At this point, my data was "backed-up", and I could muck about with it more
confidently. Also, at this point, configuring back-ups is done. Run those RClone
sync commands once a week, and all is set. I don't want to remember to do
things, though.
## Automating the Process
The first thing to do is create a user-agnostic location for the configuration
file and some additional files. I chose `/etc/rclone`, and copied the RClone
configuration file generated previously to this directory as `backblaze.conf`.
Next, I created a filter file. RClone has extensive [filtering
options](https://rclone.org/filtering/). For my current needs, a single file
will suffice.
### default.filter
```
# Exclude BTRFS snapshot directories
- .snapshots/**
# Exclude Syncthing configuration directories
- .stfolder/**
```
systemd timer units ( [[Arch
Wiki](https://wiki.archlinux.org/title/Systemd/Timers)]
[[Manual](https://man.archlinux.org/man/systemd.timer.5)] ) are triggers that
activate on a schedule. That schedule can be dynamic (relative to a
previous/other trigger), or static (at 6:15 every day). A timer unit triggers a
service unit, which does the work. For my backups, I decided to run a sync every
hour, at sometime between the 15 and 45 minute mark of that hour. To simplify
having multiple timer units that all do the same thing, I setup a template unit
(see the **Note** here: [Arch
Wiki](https://wiki.archlinux.org/title/Systemd#Using_units)).
### rclone-backup@.timer
```
[Unit]
Description=RClone Backup Timer Template
[Timer]
# Run every hour, sometime between the 15 minute and 45 minute mark
OnCalendar=*-*-* *:15:00
AccuracySec=30min
RandomizedDelaySec=5min
# The %i is whatever value is after the "@" for the configured unit. For
# example, rclone-backup@Books.timer will run the rclone-backup@Books.service
Unit=rclone-backup@%i.service
[Install]
WantedBy=timers.target
```
Then I can `enable` and `start` a timer for each directory to backup. To
minimize configuration, I also setup the service file to be a template. This
requires a bit of inflexible coordination: the directory name must match to a
part of the bucket name.
### rclone-backup@.service
```
[Unit]
Description=RClone Backup of %I
[Service]
Type=simple
ExecStart=/usr/bin/rclone sync -v --config "/etc/rclone/backblaze.conf" --fast-list --transfers 20 --filter-from "/etc/rclone/default.filter" /path/to/%i/ backblaze:bucket-for-%i-backups
```
The `--config` option allows us to specify the configuration in the `/etc`
directory. I include `-v` to have some additional output in the journal.

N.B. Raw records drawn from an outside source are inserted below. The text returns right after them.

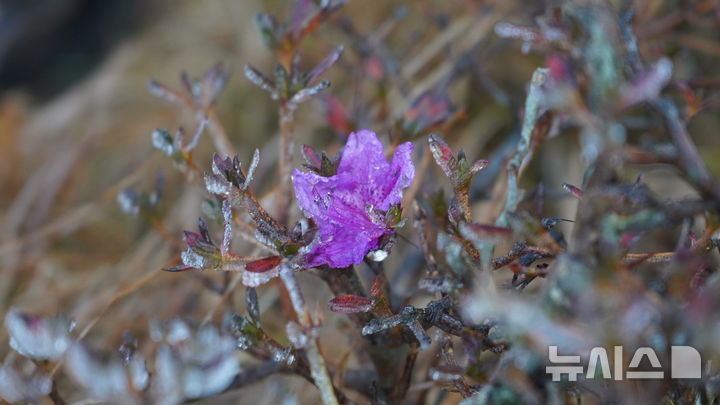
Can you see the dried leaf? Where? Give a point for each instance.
(574, 191)
(350, 304)
(262, 265)
(251, 169)
(308, 92)
(259, 79)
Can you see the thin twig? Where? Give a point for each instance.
(317, 362)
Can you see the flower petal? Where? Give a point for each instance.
(399, 176)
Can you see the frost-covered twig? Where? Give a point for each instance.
(317, 362)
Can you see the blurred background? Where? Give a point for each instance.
(76, 119)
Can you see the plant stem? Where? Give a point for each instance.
(317, 362)
(286, 145)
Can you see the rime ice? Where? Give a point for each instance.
(340, 204)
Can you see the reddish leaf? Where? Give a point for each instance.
(325, 64)
(375, 290)
(350, 304)
(264, 264)
(443, 155)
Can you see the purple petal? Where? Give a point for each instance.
(338, 204)
(398, 177)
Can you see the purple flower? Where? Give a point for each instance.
(340, 204)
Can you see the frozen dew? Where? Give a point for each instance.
(36, 337)
(18, 386)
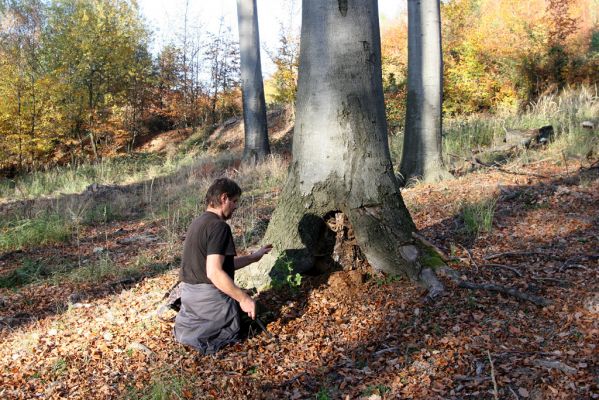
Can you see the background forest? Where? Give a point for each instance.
(78, 81)
(108, 143)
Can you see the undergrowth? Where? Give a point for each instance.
(43, 229)
(478, 216)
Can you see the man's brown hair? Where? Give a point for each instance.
(220, 186)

Again, `--fast-list` and `--transfers` are used to speed up the process and keep
costs lower. Then I `--filter-from` the "default.filter" file.
Place each of these files (`rclone-backup@.timer` and `rclone-backup@.service`)
into `/etc/systemd/system`. For each directory, enable and start the timer
unit; `systemctl enable rclone-backup@Example.timer` and `systemctl start
rclone-backup@Example.timer` will backup `/path/to/Example/` to the
`bucket-for-Example-backups` bucket.
# Next Steps
I would like to get some sort of metrics and dashboards setup to track backup
status and statistics. It could be very useful to be notified if a backup ever
fails.
Eventually, I'll upload this to a repository somewhere for ease of access and
backup. When I do, I'll update this post.